In 2009, Linderman became the founder and leader of the Latvian political party The 13 January Movement.
In 2011, he was the co-founder of an NGO called "Mother Tongue" that initiated the unsuccessful constitutional referendum for making Russian a second state language in Latvia. On July 16, 2012, Linderman renamed The 13 January Movement to For the Native Language! and registered it as a political party. Soon after, he called his supporters to boycott SEB banka for refusing to open a bank account for the party.

In 2013, Linderman became the unofficial leader of a newly founded organization “Let’s Protect Our Children” that along with another organization called "Kin" began collecting signatures to initiate a referendum against "gay propaganda". In 2014, he and several other pro-Russian activists appeared in the Victory Day celebration at the Monument to the Liberators of Soviet Latvia and Riga from the German Fascist Invaders with flags of Donetsk People's Republic and expressed their support for the pro-Russian separatists.

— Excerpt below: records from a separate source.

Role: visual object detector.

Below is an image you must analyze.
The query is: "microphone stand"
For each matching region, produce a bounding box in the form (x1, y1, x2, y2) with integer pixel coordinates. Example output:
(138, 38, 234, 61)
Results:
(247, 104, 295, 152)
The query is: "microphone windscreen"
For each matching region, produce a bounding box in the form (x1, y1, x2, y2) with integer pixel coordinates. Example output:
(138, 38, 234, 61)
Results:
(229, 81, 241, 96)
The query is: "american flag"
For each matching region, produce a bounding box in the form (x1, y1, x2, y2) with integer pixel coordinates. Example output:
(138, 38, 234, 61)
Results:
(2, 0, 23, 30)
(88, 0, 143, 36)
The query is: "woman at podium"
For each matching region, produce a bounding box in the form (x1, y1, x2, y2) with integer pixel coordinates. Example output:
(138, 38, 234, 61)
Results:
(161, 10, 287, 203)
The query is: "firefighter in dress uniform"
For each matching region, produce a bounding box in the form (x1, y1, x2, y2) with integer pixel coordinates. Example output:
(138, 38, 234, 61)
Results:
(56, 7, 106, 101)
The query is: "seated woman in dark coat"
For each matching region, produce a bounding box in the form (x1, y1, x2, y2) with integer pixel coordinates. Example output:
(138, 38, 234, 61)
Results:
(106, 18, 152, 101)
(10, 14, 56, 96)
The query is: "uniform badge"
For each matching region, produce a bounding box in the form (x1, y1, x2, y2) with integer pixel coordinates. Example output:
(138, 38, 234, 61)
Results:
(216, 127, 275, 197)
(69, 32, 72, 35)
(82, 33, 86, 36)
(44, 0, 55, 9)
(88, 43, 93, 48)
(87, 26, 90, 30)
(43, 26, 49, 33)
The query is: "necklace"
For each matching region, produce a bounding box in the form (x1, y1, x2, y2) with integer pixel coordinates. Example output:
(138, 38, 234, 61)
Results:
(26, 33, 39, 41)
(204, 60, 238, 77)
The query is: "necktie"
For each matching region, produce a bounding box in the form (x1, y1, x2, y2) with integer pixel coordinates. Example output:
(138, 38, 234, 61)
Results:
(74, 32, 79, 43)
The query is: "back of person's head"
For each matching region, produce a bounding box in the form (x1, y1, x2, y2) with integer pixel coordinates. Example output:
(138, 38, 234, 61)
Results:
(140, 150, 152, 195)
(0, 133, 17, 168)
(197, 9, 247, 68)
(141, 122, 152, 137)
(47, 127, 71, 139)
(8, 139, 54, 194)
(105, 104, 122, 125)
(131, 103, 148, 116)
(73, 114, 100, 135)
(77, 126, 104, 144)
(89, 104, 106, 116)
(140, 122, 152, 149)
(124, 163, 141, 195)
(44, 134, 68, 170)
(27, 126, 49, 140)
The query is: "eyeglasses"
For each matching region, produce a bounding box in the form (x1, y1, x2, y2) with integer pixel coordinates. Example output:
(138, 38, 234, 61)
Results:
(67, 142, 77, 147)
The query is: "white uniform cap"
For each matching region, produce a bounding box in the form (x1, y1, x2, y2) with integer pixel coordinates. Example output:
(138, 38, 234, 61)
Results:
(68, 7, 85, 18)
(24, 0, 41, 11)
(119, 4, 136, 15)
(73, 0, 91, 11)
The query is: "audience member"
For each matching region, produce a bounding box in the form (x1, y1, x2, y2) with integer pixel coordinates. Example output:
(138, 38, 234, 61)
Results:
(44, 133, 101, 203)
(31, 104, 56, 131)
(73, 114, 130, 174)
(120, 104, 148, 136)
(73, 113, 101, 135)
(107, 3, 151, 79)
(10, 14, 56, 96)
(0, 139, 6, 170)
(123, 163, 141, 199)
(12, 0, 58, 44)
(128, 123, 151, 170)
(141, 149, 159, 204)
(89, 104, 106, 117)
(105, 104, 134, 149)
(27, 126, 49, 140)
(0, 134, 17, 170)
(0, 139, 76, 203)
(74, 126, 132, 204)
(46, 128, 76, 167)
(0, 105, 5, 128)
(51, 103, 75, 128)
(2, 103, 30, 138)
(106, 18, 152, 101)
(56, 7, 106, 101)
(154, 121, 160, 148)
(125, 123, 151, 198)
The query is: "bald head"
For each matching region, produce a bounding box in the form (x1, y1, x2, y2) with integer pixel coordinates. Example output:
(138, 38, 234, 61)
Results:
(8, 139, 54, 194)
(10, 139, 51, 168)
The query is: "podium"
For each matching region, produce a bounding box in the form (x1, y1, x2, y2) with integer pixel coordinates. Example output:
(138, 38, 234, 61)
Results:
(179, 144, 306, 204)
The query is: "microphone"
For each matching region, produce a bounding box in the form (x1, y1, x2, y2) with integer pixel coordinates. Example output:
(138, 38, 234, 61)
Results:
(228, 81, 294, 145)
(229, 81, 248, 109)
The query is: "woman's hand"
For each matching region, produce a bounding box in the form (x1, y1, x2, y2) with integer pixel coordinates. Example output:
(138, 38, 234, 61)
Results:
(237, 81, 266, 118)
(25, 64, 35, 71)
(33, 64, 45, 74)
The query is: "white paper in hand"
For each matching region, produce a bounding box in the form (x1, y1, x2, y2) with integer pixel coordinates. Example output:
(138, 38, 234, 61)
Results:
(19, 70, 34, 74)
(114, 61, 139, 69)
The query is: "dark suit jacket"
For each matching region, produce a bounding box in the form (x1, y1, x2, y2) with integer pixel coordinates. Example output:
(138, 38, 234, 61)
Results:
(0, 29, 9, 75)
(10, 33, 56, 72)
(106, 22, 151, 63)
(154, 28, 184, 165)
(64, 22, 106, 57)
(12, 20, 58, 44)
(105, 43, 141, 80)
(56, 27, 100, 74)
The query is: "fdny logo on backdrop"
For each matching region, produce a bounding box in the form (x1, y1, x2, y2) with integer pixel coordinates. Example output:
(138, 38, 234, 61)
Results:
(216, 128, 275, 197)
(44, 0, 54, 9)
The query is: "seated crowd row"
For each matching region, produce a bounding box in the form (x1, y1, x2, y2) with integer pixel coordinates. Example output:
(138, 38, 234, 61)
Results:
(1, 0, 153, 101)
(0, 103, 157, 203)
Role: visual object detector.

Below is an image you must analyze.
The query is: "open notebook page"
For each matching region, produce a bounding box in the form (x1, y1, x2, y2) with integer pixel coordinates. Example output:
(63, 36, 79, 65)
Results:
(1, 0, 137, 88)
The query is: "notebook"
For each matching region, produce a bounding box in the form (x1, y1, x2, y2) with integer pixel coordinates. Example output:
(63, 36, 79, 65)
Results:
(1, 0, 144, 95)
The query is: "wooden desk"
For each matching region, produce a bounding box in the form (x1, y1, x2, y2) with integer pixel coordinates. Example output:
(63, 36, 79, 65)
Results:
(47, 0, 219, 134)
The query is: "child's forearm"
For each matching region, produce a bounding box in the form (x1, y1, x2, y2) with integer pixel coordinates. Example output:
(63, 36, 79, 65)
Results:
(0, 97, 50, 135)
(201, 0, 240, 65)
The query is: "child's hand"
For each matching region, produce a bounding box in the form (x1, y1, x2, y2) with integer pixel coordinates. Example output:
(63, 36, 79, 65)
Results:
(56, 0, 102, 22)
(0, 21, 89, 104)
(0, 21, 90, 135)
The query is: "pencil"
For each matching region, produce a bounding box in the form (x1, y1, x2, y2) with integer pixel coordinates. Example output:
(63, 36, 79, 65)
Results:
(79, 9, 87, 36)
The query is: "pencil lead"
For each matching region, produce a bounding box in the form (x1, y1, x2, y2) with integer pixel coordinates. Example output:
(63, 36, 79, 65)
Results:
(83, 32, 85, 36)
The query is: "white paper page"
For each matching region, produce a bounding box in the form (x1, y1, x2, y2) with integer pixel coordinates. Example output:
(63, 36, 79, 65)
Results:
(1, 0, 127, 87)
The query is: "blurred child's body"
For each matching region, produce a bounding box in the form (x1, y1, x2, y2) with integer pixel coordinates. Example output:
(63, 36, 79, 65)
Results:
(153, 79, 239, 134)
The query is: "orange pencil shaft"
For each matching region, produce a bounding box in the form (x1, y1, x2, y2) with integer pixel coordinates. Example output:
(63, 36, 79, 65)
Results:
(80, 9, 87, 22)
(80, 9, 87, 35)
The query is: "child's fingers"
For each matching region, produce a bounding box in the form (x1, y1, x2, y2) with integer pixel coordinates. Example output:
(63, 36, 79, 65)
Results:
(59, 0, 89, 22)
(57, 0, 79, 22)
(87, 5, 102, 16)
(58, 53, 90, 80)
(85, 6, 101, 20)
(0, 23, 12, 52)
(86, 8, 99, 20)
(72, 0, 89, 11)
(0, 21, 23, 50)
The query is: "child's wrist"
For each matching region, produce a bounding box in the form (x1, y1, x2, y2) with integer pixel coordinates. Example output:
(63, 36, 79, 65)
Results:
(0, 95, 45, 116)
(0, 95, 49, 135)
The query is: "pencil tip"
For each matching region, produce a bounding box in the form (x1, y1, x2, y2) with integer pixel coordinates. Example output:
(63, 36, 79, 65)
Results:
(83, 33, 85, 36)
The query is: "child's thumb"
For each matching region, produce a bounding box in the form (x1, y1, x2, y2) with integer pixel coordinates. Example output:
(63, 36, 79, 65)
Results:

On May 8, 2018, Linderman was arrested by the Security Police for a suspected incitement of national, ethnic and racial hatred, performing activities aimed against Latvia's independence, sovereignty, territorial integrity, state power and government structure, as well as organizing mass riots in a March 31 speech he gave at the "All-Latvian Parents Gathering" organized by the Latvian Russian Union. On May 10 Linderman was kept in custody, but finally released on May 22.